Ten tweede: het uitdrukken van ‘logistieke efficiency’ in één getal voor de gehele wegtransportsector is nietszeggend, aangezien de diverse gespecialiseerde deelmarkten van elkaar verschillen. Er bestaan zo’n 16 deelmarkten, die elk hun eigen dynamiek hebben.  Want nu wordt – dat is normaal in de vervoersstatistieken - het gewicht van vervoerde koeien in het veevervoer gewoon opgeteld bij het gewicht van getransporteerde rolcontainers in het distributievervoer, en dat van vervoerde hijskranen in het exceptioneel transport.

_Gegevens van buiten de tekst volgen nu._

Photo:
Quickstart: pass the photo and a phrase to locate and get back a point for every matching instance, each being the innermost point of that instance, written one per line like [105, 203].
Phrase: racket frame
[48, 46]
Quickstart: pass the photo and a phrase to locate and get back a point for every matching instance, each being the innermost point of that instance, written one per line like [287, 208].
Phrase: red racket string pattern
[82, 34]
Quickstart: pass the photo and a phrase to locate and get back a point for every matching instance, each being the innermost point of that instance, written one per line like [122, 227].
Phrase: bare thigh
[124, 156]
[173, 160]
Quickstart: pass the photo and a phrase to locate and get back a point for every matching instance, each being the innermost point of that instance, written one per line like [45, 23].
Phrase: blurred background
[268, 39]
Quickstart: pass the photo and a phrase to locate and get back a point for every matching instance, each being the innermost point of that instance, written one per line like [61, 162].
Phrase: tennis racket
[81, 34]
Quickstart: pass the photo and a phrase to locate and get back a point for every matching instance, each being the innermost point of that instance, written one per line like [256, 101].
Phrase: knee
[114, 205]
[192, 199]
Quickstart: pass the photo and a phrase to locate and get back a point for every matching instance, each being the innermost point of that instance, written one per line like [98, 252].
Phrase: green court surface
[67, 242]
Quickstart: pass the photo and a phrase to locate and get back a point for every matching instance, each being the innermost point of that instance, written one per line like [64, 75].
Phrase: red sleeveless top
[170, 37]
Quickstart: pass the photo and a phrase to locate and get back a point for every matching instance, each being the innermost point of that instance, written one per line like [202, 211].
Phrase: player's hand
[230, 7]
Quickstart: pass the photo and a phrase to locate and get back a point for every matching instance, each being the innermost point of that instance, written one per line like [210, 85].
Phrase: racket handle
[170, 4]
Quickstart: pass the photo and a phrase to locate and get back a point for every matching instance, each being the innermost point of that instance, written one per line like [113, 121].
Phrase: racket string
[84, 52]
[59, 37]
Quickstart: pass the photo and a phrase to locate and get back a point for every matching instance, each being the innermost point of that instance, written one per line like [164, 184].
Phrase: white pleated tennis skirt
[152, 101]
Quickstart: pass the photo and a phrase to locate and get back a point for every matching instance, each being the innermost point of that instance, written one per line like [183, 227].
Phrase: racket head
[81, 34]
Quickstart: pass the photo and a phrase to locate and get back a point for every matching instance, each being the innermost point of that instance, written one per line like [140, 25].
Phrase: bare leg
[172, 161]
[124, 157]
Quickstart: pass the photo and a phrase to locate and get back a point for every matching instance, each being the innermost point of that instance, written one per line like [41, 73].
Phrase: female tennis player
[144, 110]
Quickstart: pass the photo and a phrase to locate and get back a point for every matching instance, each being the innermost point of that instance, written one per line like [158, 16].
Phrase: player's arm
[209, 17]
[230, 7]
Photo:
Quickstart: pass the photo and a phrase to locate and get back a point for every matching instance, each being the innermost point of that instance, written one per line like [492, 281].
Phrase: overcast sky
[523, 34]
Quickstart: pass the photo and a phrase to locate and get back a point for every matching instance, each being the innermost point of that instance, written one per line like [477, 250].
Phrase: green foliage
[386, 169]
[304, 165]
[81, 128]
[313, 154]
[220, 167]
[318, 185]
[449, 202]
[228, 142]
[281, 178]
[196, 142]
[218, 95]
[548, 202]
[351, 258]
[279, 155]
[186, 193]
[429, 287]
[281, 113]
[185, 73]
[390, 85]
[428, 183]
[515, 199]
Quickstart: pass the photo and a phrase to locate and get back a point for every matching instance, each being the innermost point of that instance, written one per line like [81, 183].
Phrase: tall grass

Die som wordt dan gedeeld door het totale ingezette laadvermogen, om zo tot één nietszeggend percentage voor de hele wegtransportsector te komen.

Tenslotte is het opmerkelijk dat het begrip van ‘logistieke efficiency’ uitsluitend betrekking heeft op het wegvervoer, en niet op de vervoersmodaliteiten binnenvaart, spoor en luchtvracht. Zij vormen toch ook onderdeel van de brede logistieke sector?

Lees ook: Filogic en Route42 helpen vervoerders voorspelbaarder te plannen

Benuttingsgraad

Het begrip ‘logistieke efficiency’ en de hoogte ervan beïnvloeden het beeld van het wegtransport en vormen een basis in de Vrachtwagenheffing. Hierboven is geschetst dat daarbij de nodige opmerkingen geplaatst kunnen worden. In plaats van ‘logistieke efficiency’ is het begrip ‘benuttingsgraad’ in ieder geval juister. De benuttingsgraad zou verder per deelmarkt of soort vervoer moeten gelden, liefst ook voor de andere vervoersmodaliteiten. En ‘benuttingsgraad’ zou net als bij het begrip ‘beladingsgraad’ minimaal drie dimensies kennen: van het gewicht, van het volume en van de afstand.